25 aprile, blitz della Brigata Ebraica a Roma: “Sacrificio fu di tutti”
25 aprile, blitz della Brigata Ebraica a Roma: “Sacrificio fu di tutti”

Dopo le polemiche degli ultimi anni ad ogni celebrazione del 25 aprile a Roma, questa mattina la Brigata Ebraica è tornata con un blitz nel luogo simbolo della Resistenza capitolina, Porta San Paolo.

A differenza delle occasioni precedenti, però, dove la presenza della Brigata Ebraica al corteo romano promosso dall'Anpi aveva portato addirittura allo sdoppiamento delle celebrazioni e, in alcuni casi a momenti di forte tensione, tutto si è svolto in maniera serena.

“Porta San Paolo è anche nostra”

“Porta San Paolo è anche nostra – spiegano i promotori dell’iniziativa –. Con un blitz, e insieme a un gruppo di volontari ebrei di Roma, ci siamo ripresi Porta San Paolo e abbiamo deposto una corona sulla lapide che ricorda il sacrificio di coloro che hanno combattuto per la libertà: partigiani, truppe Alleate e soldati della Brigata Ebraica”.

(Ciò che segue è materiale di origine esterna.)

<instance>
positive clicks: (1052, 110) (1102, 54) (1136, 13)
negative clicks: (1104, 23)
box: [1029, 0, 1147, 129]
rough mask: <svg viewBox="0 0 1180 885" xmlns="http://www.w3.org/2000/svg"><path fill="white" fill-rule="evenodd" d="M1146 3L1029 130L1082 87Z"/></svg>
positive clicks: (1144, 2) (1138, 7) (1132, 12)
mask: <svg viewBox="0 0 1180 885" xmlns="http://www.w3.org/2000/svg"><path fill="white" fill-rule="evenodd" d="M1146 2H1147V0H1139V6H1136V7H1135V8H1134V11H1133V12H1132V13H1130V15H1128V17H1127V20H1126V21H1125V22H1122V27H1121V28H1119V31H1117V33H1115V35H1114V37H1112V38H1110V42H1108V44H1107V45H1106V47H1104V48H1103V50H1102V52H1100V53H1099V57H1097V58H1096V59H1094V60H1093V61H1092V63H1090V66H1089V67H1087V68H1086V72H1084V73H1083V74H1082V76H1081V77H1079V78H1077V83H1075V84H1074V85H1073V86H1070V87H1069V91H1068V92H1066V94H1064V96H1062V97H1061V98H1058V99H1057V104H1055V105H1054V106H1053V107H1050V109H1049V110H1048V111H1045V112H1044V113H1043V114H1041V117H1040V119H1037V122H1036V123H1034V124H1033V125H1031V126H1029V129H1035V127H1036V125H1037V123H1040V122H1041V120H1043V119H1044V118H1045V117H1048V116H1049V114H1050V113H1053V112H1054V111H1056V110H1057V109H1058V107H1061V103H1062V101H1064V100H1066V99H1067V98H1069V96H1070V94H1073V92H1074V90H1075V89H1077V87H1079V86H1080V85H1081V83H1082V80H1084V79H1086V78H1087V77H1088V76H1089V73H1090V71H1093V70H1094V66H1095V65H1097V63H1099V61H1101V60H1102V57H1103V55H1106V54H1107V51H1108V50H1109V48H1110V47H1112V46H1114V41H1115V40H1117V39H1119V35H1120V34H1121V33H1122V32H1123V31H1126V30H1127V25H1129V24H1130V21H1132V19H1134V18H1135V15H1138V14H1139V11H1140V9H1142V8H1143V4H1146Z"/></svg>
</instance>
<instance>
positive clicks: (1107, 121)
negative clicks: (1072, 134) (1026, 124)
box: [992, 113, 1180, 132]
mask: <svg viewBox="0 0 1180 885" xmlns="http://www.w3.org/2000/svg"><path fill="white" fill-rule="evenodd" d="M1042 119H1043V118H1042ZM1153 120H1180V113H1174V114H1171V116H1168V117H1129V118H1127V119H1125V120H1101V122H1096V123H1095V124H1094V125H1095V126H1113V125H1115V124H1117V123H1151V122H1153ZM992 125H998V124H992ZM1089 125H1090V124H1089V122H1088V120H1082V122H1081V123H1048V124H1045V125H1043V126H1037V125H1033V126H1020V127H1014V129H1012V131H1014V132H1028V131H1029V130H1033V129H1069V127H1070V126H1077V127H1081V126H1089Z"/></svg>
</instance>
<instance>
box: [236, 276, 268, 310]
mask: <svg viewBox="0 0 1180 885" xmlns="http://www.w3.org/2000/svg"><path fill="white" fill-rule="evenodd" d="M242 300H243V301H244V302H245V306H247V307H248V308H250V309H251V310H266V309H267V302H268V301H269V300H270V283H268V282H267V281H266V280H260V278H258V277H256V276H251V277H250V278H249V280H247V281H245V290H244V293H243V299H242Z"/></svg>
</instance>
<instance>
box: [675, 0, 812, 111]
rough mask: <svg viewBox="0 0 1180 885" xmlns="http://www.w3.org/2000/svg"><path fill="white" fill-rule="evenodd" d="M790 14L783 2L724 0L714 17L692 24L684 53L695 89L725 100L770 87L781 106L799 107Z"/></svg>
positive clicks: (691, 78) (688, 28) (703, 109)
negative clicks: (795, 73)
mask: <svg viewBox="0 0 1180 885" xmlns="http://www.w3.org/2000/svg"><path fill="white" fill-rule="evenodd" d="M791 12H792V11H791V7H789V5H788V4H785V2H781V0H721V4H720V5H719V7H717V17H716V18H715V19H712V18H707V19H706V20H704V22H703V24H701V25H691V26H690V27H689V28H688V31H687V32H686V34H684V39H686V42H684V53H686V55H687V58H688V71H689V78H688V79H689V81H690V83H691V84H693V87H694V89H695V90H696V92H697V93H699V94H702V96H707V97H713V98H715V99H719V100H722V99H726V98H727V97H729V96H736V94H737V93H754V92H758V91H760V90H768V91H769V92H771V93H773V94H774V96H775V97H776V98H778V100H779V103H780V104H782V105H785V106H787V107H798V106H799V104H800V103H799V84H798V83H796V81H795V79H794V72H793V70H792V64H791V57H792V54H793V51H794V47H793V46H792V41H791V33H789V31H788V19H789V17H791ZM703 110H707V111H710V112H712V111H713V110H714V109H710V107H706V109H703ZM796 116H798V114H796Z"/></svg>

E aggiungono: “Per quest'ultimi abbiamo recitato un Kaddish e intonato l'Hatikvà”, l’inno nazionale dello Stato d'Israele, “e abbiamo poi ricordato, da cittadini italiani, tutti i partigiani e cantato l’inno nazionale italiano. Il tutto nel cuore di Porta San Paolo”.

“Non vogliamo più rinchiuderci”

Al momento del blitz, sul posto si trovavano i rappresentanti dell'Anpi. “Ad onor di verità non ci hanno detto nulla e ci siamo scambiati saluti con tutto lo staff del loro servizio d'ordine – proseguono dalla Brigata Ebraica –. Siamo stanchi di doverci rinchiudere. Non dobbiamo più nasconderci ed è bene che si sappia che la città di Roma, così come ogni piazza in Italia, è anche nostra”.

“Dedichiamo questo blitz a tre valorosi uomini. Zi Moretto, Roberto ‘Pucci’ e al partigiano, già presidente Anpi, Massimo Rendina che sempre ricordava i soldati della Brigata Ebraica ogni 25 aprile”, concludono i promotori dell’iniziativa.